AI has been with us for numerous decades. The first computer ever created is AI. Even the Punch Card Computer is an AI. To put it simply, Artificial Intelligence is something that, when given a choice between two or more options, will make a decision. It seems to me that society, at large, has forgotten that Artificial Intelligence is both artificial and has been with us for hundreds of years.
The Lossy Computer Generator (LCG) is a new term that I have created to classify the specific type of Artificial Intelligence (AI) that has currently become popular.
The word "Lossy" represents how parts of the original data is lost and reproduction of the original data is not likely to be identical.
The words "computer generation" plays on how data, as with Computer Graphics (CG), is generated by the computer.
LCG includes the currently popular forms of AI known as Large Language Models (LLMs), Small Language Models (SLMs), and Neural Networks.
A Neural Network is a form of AI that has been around as far back as the late 1700s.
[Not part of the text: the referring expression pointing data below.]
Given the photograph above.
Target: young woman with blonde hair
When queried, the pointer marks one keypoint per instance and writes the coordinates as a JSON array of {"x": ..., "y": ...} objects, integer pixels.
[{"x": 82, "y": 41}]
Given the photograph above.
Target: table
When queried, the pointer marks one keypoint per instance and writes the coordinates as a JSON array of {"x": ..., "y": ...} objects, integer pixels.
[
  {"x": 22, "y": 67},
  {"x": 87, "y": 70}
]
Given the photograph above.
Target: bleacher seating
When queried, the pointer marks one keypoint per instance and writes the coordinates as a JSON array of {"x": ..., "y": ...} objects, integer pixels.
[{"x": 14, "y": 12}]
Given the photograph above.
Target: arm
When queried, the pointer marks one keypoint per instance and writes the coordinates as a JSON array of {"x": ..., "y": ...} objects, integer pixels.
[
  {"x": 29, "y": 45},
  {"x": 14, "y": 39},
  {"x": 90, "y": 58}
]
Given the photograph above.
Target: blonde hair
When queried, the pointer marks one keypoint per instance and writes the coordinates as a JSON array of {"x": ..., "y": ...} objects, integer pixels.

Types of Neural Networks used today are: LLMs and SLMs.
A LLM is what people are now casually calling AI. A very simplified description of how an LLM works is that it copies the data into memory and remaps it into a modified form. Restoring the mapped data requires re-creating the original data at run time, similar to how MP3 works. This process is therefore lossy.
A SLM is a simplified version of an LLM that attempts to use fewer parameters and should require far less power (wattage).
Computers are AI
Computer Graphics Since 1800s
CG is a form of AI that today's society has seemingly spontaneously forgotten the existence of. There have been many software products over the years that provide some form of CG, such as Inkscape. In fact, CG has been with us for as far back as the late 1800s. Even movies have been utilizing this form of AI known as CG for a very long time. The Braun Tube (in 1897), later called the Cathode Ray Tube, is part of an earlier form of computer AI used for CG.
Audio and Video Formats
Audio and Video formats operate in two primary different forms: lossy, and lossless. A lossy format loses some of the original data and can rarely reproduce the original data. A lossless format completely preserves the original data and can always reproduce the original data.
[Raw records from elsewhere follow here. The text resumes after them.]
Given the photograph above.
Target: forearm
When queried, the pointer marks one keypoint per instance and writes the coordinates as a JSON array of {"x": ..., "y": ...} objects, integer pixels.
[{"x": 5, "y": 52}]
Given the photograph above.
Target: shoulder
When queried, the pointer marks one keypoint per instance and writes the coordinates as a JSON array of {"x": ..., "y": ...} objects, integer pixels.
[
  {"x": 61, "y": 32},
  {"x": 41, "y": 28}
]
Software protocols, such as MP3, restructure the original audio into an alternate form in a lossy manner. Such lossy formats require the computer to recreate the original audio, dynamically, at run time. This is analogous to how an LLM might recreate information or video. There are other formats, such as Free Lossless Audio Codec (FLAC), that store the original audio without losing data.
The popular Moving Picture Experts Group (MPEG) is an example of another lossy format that is used for video. The re-creation of an MPEG video at run time is a resource intensive process that often requires specialized dedicated hardware chips. This process can sometimes cause errors and glitches due, in part, to being a lossy format. These errors and glitches are often a reason why people might see ghosts or spirits in these videos. These errors and glitches are essentially an incorrect representation of the original data, similar to how LLMs produce incorrect data, commonly (and absurdly) called a "hallucination".
What this All Means
AI is not new. LLMs are not new.
There already is software to perform many of the tasks that LCG is now being used to perform. Those existing forms are often simpler, faster, more correct, and more accurate.
A LCG is most useful when one doesn't know what to search for, doesn't know the commands, doesn't know the documentation, or lacks the appropriate skills (such as drawing). This technology should be used like gears on a bicycle, amplifying any work performed, and treated like a compass, providing a generalized direction without dictating the actual paths taken.
Understand what AI is as well as what it is not. If our society fails to do so, then we, as a society, are more likely to be worse off with this limited, misunderstood, and lossy technology.